Cette première étape passée, les auteurs ont évalué le SRP des patients inclus dans les 4 cohortes (comprenant de 77 à 192 patients). Dans 3 cohortes sur les 4, les SRP les plus élevés étaient associés à une moins bonne réponse au traitement. De façon intéressante, le SRP n’était pas corrélé à la gravité initiale, mais bien à l’absence de réponse. En combinant ces 4 cohortes dans une méta-analyse, le SRP était bien corrélé à la réponse thérapeutique (p=0,002). En séparant les patients à haut risque génétique (SRP élevés) et à bas risque (SRP bas), on obtenait un taux de réponse de 52,1 % dans le premier groupe, contre 60,9 % dans le second (p=0,047).

Aller plus vite à la clozapine ?

Autrement dit, plus les patients souffrent d’une schizophrénie avec une composante génétique, moins ils sont susceptibles de répondre aux traitements usuels.
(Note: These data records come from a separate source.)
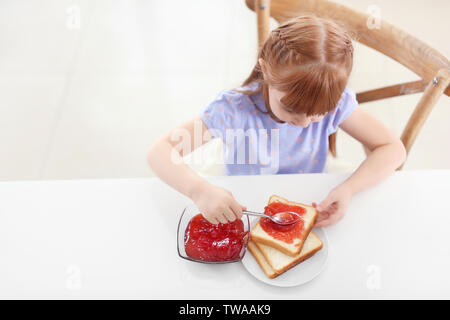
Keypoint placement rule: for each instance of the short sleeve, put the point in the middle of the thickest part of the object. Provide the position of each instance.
(219, 115)
(345, 107)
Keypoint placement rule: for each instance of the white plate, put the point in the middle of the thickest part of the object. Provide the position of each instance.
(298, 275)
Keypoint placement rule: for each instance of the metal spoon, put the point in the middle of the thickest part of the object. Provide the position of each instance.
(278, 218)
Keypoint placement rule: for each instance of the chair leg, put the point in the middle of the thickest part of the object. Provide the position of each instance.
(262, 8)
(434, 90)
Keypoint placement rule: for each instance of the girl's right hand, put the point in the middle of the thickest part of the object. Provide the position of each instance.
(217, 204)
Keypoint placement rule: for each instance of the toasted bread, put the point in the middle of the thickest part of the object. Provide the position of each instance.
(274, 262)
(292, 249)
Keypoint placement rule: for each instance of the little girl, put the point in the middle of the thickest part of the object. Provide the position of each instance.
(280, 121)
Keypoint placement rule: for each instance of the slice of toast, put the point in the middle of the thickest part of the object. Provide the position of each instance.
(274, 262)
(292, 249)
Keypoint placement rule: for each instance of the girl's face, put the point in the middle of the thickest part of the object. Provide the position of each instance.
(282, 113)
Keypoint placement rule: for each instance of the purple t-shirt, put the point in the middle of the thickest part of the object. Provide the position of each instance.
(254, 143)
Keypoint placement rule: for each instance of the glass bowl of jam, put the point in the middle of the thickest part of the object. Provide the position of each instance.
(201, 241)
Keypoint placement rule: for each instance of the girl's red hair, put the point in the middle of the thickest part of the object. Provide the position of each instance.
(308, 58)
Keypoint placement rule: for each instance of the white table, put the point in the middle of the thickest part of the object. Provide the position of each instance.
(117, 239)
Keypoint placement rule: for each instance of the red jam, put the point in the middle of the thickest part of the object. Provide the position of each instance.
(286, 233)
(209, 242)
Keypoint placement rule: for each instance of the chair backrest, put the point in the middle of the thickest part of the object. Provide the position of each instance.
(429, 64)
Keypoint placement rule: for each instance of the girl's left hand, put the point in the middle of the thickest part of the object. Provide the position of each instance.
(333, 207)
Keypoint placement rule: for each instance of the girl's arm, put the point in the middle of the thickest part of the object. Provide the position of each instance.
(165, 159)
(387, 154)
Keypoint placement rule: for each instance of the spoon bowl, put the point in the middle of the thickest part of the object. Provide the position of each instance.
(281, 218)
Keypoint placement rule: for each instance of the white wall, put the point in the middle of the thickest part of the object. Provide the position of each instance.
(86, 98)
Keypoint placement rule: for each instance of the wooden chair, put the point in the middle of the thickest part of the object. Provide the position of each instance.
(430, 65)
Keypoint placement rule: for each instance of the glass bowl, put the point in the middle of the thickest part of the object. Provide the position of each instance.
(188, 213)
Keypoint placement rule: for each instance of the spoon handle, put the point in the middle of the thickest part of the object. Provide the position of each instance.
(258, 214)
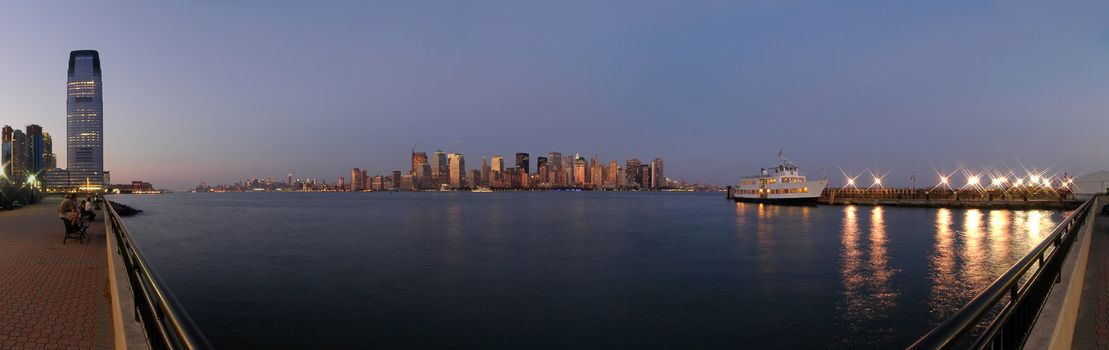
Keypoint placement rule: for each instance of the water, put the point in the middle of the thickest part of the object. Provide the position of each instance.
(511, 270)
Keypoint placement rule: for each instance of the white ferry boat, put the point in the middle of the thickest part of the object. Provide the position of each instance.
(780, 185)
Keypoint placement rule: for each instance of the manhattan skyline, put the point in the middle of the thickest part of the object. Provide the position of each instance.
(223, 92)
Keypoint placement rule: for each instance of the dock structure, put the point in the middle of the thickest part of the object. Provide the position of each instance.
(950, 198)
(52, 295)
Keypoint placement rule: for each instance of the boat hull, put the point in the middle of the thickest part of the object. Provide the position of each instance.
(791, 201)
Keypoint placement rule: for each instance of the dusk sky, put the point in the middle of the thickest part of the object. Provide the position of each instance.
(221, 91)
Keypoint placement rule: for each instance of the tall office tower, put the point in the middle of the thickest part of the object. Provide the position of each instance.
(365, 181)
(475, 179)
(6, 152)
(484, 181)
(522, 163)
(597, 174)
(658, 179)
(541, 168)
(496, 168)
(457, 170)
(556, 161)
(84, 120)
(580, 177)
(419, 158)
(19, 153)
(610, 174)
(356, 183)
(545, 172)
(34, 145)
(631, 167)
(439, 165)
(49, 160)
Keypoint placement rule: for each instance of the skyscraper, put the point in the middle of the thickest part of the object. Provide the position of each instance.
(84, 120)
(19, 154)
(580, 177)
(632, 168)
(658, 179)
(49, 160)
(496, 168)
(524, 163)
(457, 171)
(543, 170)
(34, 158)
(484, 179)
(6, 154)
(419, 158)
(356, 183)
(439, 165)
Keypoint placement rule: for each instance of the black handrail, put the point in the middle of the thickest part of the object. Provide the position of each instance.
(1009, 328)
(164, 321)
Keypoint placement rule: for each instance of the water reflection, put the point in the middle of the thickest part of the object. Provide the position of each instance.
(965, 261)
(867, 290)
(944, 281)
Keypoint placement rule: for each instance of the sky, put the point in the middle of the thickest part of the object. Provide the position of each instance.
(221, 91)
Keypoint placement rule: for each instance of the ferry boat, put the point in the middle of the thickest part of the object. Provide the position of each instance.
(782, 184)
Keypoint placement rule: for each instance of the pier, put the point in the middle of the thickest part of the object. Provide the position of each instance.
(92, 295)
(950, 198)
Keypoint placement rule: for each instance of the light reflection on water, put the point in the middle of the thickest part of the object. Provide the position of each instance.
(570, 270)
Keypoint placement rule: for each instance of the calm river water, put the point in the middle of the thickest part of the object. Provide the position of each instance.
(525, 270)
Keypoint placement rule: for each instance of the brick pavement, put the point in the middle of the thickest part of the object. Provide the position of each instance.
(1091, 330)
(52, 296)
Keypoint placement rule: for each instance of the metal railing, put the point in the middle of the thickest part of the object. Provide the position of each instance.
(164, 321)
(1019, 295)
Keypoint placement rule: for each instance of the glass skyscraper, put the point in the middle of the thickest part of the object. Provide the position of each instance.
(84, 119)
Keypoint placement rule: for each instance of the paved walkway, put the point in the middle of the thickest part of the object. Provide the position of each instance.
(52, 296)
(1092, 328)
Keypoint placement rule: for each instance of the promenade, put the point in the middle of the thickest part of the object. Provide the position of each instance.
(52, 296)
(1091, 330)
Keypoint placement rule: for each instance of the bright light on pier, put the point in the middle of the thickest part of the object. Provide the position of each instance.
(973, 181)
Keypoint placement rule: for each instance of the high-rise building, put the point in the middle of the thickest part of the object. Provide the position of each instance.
(20, 152)
(84, 120)
(49, 160)
(439, 164)
(658, 179)
(580, 177)
(457, 170)
(524, 163)
(610, 174)
(356, 182)
(556, 161)
(34, 160)
(484, 179)
(596, 173)
(475, 179)
(543, 170)
(634, 177)
(6, 154)
(496, 168)
(419, 158)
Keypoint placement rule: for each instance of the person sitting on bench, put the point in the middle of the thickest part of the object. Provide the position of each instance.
(68, 209)
(87, 210)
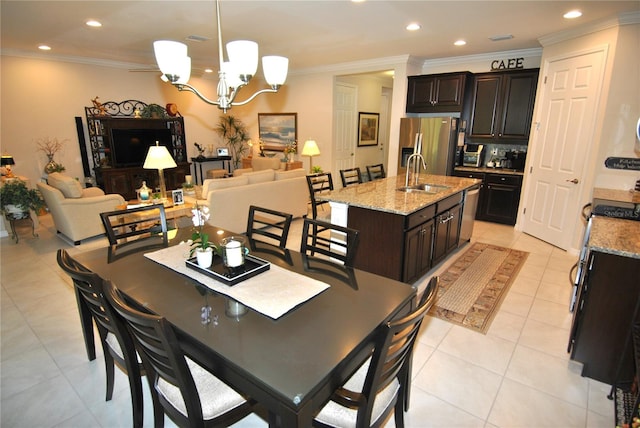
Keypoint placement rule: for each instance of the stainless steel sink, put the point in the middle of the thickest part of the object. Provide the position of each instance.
(424, 188)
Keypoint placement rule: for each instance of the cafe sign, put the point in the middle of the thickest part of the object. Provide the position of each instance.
(507, 64)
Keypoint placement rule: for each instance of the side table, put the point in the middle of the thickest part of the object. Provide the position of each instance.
(13, 217)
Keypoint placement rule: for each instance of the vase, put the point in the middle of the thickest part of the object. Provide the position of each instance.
(204, 257)
(51, 165)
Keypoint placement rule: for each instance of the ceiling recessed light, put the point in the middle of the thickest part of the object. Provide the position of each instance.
(501, 37)
(572, 14)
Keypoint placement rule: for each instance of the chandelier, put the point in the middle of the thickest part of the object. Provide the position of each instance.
(175, 65)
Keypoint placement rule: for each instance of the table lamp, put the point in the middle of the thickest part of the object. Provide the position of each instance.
(158, 157)
(6, 161)
(310, 149)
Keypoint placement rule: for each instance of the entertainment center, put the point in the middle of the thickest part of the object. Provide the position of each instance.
(120, 134)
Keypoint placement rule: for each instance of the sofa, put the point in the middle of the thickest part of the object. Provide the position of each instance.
(229, 199)
(75, 210)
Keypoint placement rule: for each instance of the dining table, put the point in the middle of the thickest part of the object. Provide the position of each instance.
(291, 362)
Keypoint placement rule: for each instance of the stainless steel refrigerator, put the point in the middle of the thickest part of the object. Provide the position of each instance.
(437, 139)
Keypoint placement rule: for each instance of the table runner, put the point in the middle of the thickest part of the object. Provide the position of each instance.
(272, 293)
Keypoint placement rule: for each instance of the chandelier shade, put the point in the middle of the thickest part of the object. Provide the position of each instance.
(175, 65)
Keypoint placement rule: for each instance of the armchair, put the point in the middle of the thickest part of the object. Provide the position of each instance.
(77, 215)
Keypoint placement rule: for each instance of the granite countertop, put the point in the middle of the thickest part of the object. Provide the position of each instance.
(615, 236)
(382, 195)
(485, 170)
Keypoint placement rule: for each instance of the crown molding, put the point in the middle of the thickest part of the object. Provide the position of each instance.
(627, 18)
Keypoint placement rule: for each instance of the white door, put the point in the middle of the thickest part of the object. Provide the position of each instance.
(562, 141)
(345, 120)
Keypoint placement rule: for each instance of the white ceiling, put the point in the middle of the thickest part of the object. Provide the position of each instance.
(311, 33)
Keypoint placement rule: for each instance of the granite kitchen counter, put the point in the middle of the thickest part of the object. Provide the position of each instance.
(383, 195)
(615, 236)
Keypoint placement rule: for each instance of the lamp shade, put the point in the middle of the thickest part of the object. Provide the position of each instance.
(6, 160)
(243, 54)
(170, 56)
(158, 157)
(275, 69)
(310, 148)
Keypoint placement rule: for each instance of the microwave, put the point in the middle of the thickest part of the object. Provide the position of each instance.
(473, 157)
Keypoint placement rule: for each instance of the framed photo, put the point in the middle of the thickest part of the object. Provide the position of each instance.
(178, 197)
(277, 129)
(368, 124)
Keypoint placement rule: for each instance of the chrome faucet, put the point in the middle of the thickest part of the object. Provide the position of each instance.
(416, 168)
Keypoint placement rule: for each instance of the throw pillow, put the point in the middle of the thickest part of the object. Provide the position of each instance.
(69, 186)
(259, 176)
(285, 175)
(222, 183)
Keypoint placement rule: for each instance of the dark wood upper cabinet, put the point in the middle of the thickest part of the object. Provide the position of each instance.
(437, 93)
(502, 107)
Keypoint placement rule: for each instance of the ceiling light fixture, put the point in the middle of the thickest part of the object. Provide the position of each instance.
(175, 66)
(572, 14)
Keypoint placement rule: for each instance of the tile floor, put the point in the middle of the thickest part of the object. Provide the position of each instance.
(517, 375)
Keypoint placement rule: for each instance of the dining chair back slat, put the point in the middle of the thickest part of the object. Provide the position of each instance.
(382, 377)
(350, 176)
(330, 240)
(178, 385)
(136, 229)
(121, 352)
(268, 225)
(376, 172)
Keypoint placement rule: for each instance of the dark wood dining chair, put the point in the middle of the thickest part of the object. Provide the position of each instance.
(136, 229)
(269, 225)
(117, 344)
(376, 172)
(190, 395)
(318, 184)
(350, 176)
(378, 387)
(330, 240)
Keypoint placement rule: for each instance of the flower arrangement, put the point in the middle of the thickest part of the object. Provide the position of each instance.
(200, 239)
(291, 148)
(50, 146)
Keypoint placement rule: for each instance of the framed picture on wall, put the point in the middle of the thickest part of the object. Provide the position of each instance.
(178, 197)
(277, 130)
(368, 124)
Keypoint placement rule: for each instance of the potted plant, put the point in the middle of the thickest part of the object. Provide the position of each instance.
(17, 198)
(235, 134)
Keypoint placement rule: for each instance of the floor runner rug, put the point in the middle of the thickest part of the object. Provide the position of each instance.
(473, 287)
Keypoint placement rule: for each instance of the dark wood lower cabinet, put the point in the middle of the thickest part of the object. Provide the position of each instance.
(125, 181)
(606, 309)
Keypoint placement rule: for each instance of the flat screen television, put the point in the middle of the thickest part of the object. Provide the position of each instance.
(129, 146)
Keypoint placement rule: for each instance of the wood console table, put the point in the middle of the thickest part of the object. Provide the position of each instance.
(197, 165)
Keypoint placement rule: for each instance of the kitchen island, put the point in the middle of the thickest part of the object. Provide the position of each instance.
(403, 234)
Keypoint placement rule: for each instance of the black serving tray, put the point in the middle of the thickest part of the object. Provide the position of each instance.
(231, 276)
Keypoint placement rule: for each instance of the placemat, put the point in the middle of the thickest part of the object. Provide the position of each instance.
(272, 293)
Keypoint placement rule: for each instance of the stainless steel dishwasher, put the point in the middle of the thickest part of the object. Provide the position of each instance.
(469, 213)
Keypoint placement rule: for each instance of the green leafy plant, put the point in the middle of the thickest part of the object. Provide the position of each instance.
(200, 239)
(154, 111)
(16, 192)
(235, 134)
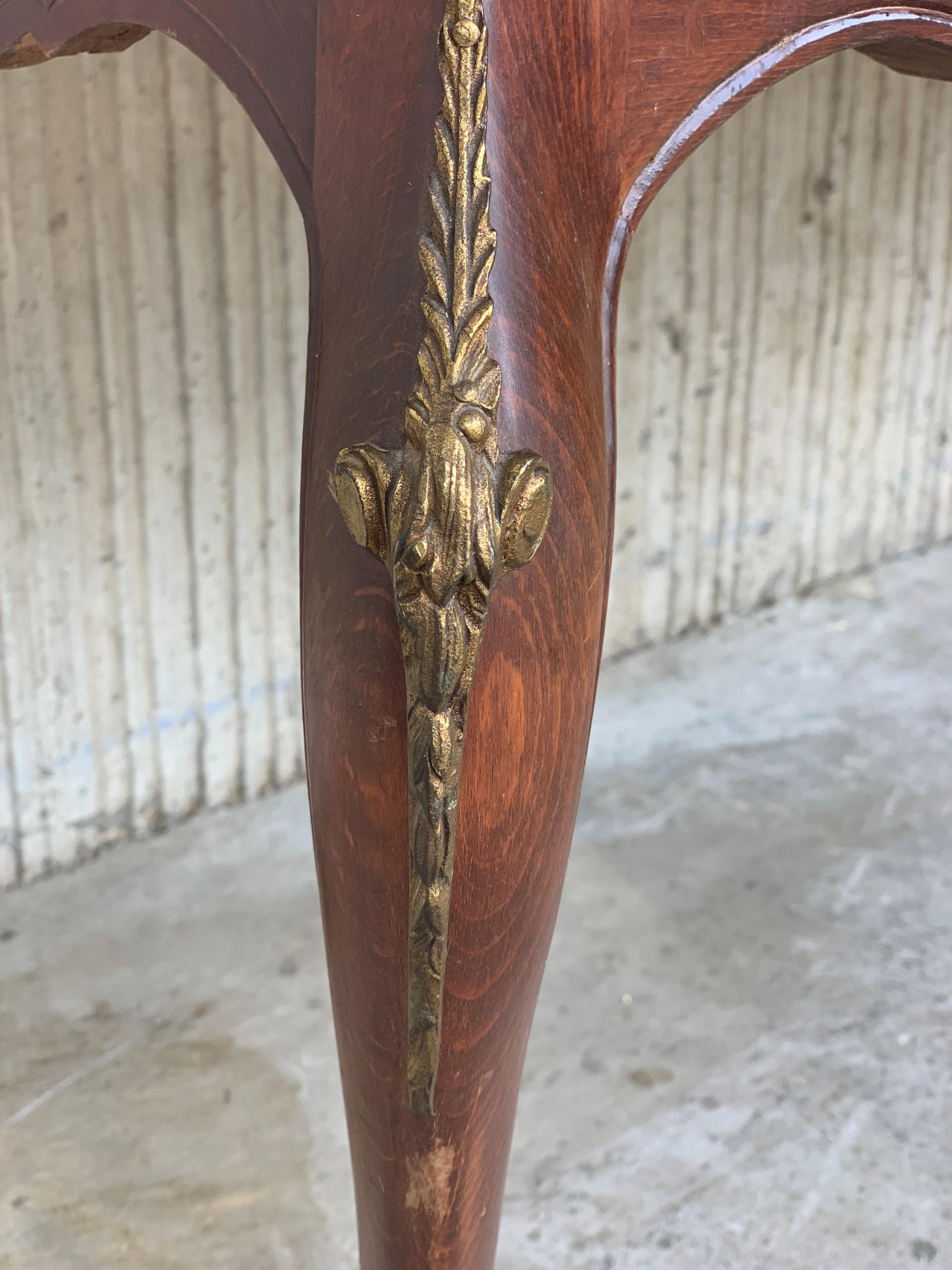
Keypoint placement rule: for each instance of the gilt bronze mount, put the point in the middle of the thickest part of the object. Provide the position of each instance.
(446, 513)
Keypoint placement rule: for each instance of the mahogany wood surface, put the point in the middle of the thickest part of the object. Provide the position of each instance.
(593, 103)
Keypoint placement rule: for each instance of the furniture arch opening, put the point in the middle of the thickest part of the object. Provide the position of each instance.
(154, 309)
(782, 353)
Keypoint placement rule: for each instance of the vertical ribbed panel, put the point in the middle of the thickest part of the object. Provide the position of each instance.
(785, 355)
(153, 345)
(784, 375)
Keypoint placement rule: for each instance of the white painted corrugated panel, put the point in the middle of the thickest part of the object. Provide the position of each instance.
(153, 314)
(784, 365)
(785, 355)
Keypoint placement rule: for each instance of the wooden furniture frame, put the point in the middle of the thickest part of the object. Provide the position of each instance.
(592, 106)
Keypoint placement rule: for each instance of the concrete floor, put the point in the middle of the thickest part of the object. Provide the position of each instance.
(744, 1043)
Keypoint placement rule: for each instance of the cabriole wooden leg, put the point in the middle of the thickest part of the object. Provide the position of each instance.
(429, 1187)
(451, 403)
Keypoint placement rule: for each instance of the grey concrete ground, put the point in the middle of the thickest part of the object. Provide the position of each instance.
(743, 1050)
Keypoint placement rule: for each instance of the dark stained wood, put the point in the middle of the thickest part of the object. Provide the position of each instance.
(112, 37)
(915, 58)
(264, 51)
(593, 103)
(589, 101)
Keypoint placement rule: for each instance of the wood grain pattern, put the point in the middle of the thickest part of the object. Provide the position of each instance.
(728, 498)
(594, 105)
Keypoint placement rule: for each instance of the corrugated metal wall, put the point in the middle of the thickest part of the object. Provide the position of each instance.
(784, 385)
(153, 347)
(785, 353)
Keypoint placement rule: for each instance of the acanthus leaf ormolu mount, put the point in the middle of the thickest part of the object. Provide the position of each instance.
(447, 515)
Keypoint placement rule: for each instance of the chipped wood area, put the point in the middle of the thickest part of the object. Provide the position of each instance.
(113, 37)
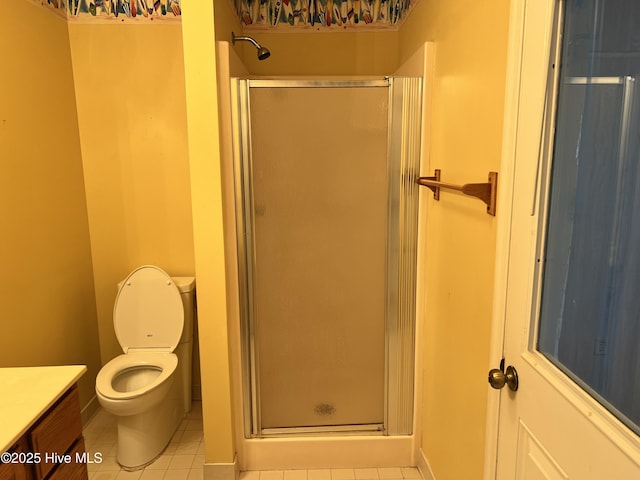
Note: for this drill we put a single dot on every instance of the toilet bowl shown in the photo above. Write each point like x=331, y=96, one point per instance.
x=145, y=386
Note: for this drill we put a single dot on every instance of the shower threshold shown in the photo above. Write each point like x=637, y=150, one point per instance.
x=364, y=429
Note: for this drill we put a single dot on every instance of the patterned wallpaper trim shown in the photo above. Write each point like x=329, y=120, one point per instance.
x=109, y=11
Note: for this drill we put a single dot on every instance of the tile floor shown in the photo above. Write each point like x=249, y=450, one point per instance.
x=183, y=459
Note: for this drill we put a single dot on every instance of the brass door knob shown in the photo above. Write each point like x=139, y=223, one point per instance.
x=498, y=379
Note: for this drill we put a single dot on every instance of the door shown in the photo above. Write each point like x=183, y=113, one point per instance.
x=571, y=232
x=327, y=222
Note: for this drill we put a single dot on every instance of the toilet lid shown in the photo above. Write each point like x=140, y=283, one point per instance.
x=148, y=312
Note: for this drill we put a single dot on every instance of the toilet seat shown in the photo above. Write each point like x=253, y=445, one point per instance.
x=166, y=362
x=148, y=313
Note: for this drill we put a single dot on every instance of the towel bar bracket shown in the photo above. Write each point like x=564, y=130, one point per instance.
x=486, y=192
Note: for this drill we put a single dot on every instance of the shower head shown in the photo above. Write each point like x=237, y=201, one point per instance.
x=263, y=52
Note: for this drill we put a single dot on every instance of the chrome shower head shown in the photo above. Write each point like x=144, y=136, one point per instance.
x=263, y=52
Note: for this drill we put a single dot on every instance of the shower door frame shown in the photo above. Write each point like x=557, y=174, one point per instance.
x=403, y=163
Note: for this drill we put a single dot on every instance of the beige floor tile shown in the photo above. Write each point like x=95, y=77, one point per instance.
x=152, y=475
x=319, y=474
x=366, y=473
x=196, y=474
x=250, y=475
x=181, y=474
x=342, y=474
x=124, y=475
x=393, y=472
x=181, y=461
x=104, y=475
x=161, y=463
x=272, y=475
x=410, y=472
x=295, y=475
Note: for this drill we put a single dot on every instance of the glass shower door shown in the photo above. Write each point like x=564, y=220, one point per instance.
x=319, y=182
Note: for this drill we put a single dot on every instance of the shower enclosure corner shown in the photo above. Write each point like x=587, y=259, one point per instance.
x=327, y=209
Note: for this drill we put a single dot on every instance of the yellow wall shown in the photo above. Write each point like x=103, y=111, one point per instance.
x=206, y=190
x=46, y=287
x=129, y=82
x=311, y=53
x=466, y=130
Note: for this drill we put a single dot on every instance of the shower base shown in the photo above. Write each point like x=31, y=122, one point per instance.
x=327, y=452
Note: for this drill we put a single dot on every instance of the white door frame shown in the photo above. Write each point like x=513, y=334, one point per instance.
x=519, y=77
x=504, y=206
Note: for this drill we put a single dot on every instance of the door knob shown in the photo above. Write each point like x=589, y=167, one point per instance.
x=498, y=378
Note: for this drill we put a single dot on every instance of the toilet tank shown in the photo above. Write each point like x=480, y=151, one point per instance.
x=187, y=287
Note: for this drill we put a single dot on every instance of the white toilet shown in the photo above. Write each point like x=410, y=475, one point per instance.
x=148, y=388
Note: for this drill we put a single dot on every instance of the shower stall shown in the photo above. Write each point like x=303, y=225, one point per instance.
x=326, y=216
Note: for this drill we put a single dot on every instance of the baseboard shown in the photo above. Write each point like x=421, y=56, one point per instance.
x=424, y=467
x=221, y=471
x=89, y=410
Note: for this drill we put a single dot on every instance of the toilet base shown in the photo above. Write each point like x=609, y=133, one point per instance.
x=143, y=437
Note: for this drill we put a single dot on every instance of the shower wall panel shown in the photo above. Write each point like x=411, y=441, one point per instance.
x=319, y=206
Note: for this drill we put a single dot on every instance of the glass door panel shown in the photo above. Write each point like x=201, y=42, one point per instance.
x=590, y=310
x=319, y=178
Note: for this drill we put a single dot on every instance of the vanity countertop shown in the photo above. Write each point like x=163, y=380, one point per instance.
x=27, y=392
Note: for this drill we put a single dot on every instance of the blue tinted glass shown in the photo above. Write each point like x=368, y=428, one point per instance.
x=590, y=314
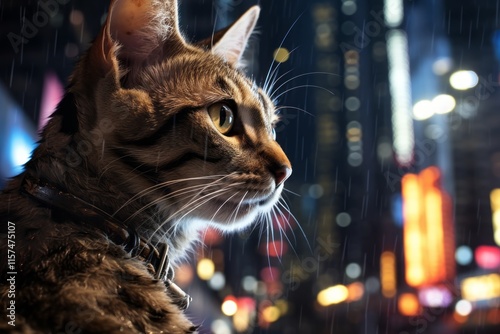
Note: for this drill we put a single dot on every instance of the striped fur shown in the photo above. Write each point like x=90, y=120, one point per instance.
x=134, y=137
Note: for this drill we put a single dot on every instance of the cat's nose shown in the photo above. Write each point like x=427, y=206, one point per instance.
x=281, y=174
L’utilisation de cohortes plus importantes nous aiderait à définir un sous-groupe de patients avec de nombreux SNP et donc à fort risque de résistance thérapeutique. La physiopathologie de leur maladie diffèrerait suffisamment de la schizophrénie « classique » pour que les traitements de première ligne (généralement des antagonistes du récepteur dopaminergique D2) soient inefficaces. Chez ces patients, il serait intéressant d’aller plus vite à des traitements qui ne sont pas principalement antagonistes D2, comme par exemple la clozapine.

Dr Alexandre Haroche

Références
Zhang J-P, Robinson D, Yu J, Gallego J, Fleischhacker WW, Kahn RS, et coll.: Schizophrenia Polygenic Risk Score as a Predictor of Antipsychotic Efficacy in First-Episode Psychosis. Am J Psychiatry.2018;176(1):21‑8.